OpenTSLM: Time-Series Language Models for Reasoning over Multivariate Medical Text- and Time-Series Data

Patrick Langer,Thomas Kaar,Max Rosenblattl,Maxwell A. Xu,Winnie Chow,Martin Maritsch,Robert Jakob,Ning Wang,Juncheng Liu,Aradhana Verma,Brian Han,Daniel Seung Kim,Henry Chubb,Scott Ceresnak,Aydin Zahedivash,Alexander Tarlochan Singh Sandhu,Fatima Rodriguez,Daniel McDuff,Elgar Fleisch,Oliver Aalami,Filipe Barata,Paul Schmiedmayer

LLMs have emerged as powerful tools for interpreting multimodal data. In medicine, they hold particular promise for synthesizing large volumes of clinical information into actionable insights and digital health applications. Yet, a major limitation remains their inability to handle time series. To overcome this gap, we present OpenTSLM, a family of Time Series Language Models (TSLMs) created by integrating time series as a native modality to pretrained LLMs, enabling reasoning over multiple time series of any length. We investigate two architectures for OpenTSLM. The first, OpenTSLM-SoftPrompt, models time series implicitly by concatenating learnable time series tokens with text tokens via soft prompting. Although parameter-efficient, we hypothesize that explicit time series modeling scales better and outperforms implicit approaches. We thus introduce OpenTSLM-Flamingo, which integrates time series with text via cross-attention. We benchmark both variants against baselines that treat time series as text tokens or plots, across a suite of text-time-series Chain-of-Thought (CoT) reasoning tasks. We introduce three datasets: HAR-CoT, Sleep-CoT, and ECG-QA-CoT. Across all, OpenTSLM models outperform baselines, reaching 69.9 F1 in sleep staging and 65.4 in HAR, compared to 9.05 and 52.2 for finetuned text-only models. Notably, even 1B-parameter OpenTSLM models surpass GPT-4o (15.47 and 2.95). OpenTSLM-Flamingo matches OpenTSLM-SoftPrompt in performance and outperforms on longer sequences, while maintaining stable memory requirements. By contrast, SoftPrompt grows exponentially in memory with sequence length, requiring around 110 GB compared to 40 GB VRAM when training on ECG-QA with LLaMA-3B. Expert reviews by clinicians find strong reasoning capabilities exhibited by OpenTSLMs on ECG-QA. To facilitate further research, we provide all code, datasets, and models open-source.

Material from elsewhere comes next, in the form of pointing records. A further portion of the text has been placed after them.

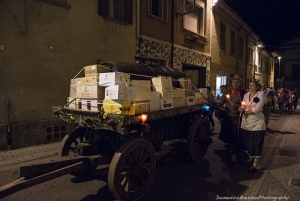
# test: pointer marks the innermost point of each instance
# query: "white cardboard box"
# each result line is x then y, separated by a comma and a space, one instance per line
90, 91
163, 85
185, 83
113, 78
120, 92
89, 104
204, 92
155, 106
142, 94
190, 100
90, 80
198, 97
125, 106
166, 103
73, 88
94, 70
178, 93
71, 103
143, 84
155, 96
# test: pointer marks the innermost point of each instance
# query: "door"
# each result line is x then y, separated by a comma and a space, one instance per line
220, 80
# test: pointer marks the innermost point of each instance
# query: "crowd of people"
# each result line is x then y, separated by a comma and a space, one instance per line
244, 115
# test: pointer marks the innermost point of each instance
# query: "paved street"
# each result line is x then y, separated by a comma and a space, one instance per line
176, 178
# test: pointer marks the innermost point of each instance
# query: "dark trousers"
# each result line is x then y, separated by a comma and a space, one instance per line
229, 132
211, 120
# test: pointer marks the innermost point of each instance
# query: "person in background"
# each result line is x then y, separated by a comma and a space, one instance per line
253, 124
273, 95
268, 101
211, 100
230, 124
281, 98
296, 98
222, 92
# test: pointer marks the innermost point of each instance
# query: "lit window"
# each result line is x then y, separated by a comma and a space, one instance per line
195, 21
222, 36
241, 48
250, 52
232, 42
158, 8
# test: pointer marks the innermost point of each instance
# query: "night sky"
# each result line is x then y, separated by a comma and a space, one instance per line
274, 21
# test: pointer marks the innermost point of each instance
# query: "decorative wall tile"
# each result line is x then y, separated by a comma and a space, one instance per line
153, 49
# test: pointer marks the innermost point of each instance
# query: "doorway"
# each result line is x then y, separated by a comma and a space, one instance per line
220, 80
197, 74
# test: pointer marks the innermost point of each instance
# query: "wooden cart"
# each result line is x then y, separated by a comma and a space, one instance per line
125, 142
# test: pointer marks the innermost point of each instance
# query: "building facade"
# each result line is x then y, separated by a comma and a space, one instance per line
236, 49
177, 38
43, 44
290, 64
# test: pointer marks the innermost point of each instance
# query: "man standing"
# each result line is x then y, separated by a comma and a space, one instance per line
268, 103
281, 98
230, 123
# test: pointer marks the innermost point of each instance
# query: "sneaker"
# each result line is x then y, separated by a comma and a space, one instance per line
250, 160
257, 166
233, 158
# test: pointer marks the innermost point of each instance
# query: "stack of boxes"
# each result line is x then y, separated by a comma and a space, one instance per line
118, 94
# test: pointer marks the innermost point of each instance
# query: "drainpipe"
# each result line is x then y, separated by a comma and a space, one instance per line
137, 22
268, 71
172, 33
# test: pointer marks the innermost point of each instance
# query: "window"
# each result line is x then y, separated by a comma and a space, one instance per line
120, 10
241, 48
265, 67
232, 42
250, 52
158, 8
222, 36
195, 22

翻译：大型语言模型已成为解读多模态数据的强大工具。在医学领域，它们尤其有望将大量临床信息综合为可操作的见解和数字健康应用。然而，其主要局限在于无法处理时间序列数据。为克服这一不足，我们提出了OpenTSLM，这是一个通过将时间序列作为原生模态集成到预训练大型语言模型中而创建的时间序列语言模型系列，能够对任意长度的多个时间序列进行推理。我们研究了OpenTSLM的两种架构。第一种是OpenTSLM-SoftPrompt，它通过软提示将可学习的时间序列标记与文本标记隐式地连接起来以建模时间序列。尽管参数高效，但我们假设显式的时间序列建模具有更好的可扩展性并优于隐式方法。因此，我们引入了OpenTSLM-Flamingo，它通过交叉注意力机制将时间序列与文本集成。我们在一系列文本-时间序列思维链推理任务中，将这两种变体与将时间序列视为文本标记或图表的基线模型进行了基准测试。我们引入了三个数据集：HAR-CoT、Sleep-CoT和ECG-QA-CoT。在所有任务中，OpenTSLM模型均优于基线模型，在睡眠分期任务中达到69.9的F1分数，在HAR任务中达到65.4，而仅微调的纯文本模型分别为9.05和52.2。值得注意的是，即使是10亿参数的OpenTSLM模型也超过了GPT-4o（15.47和2.95）。OpenTSLM-Flamingo在性能上与OpenTSLM-SoftPrompt相当，并在更长序列上表现更优，同时保持稳定的内存需求。相比之下，SoftPrompt的内存需求随序列长度呈指数级增长，在ECG-QA数据集上使用LLaMA-3B进行训练时，需要约110 GB的显存，而Flamingo仅需40 GB。临床医生的专家评审发现OpenTSLM在ECG-QA任务上展现出强大的推理能力。为促进进一步研究，我们开源了所有代码、数据集和模型。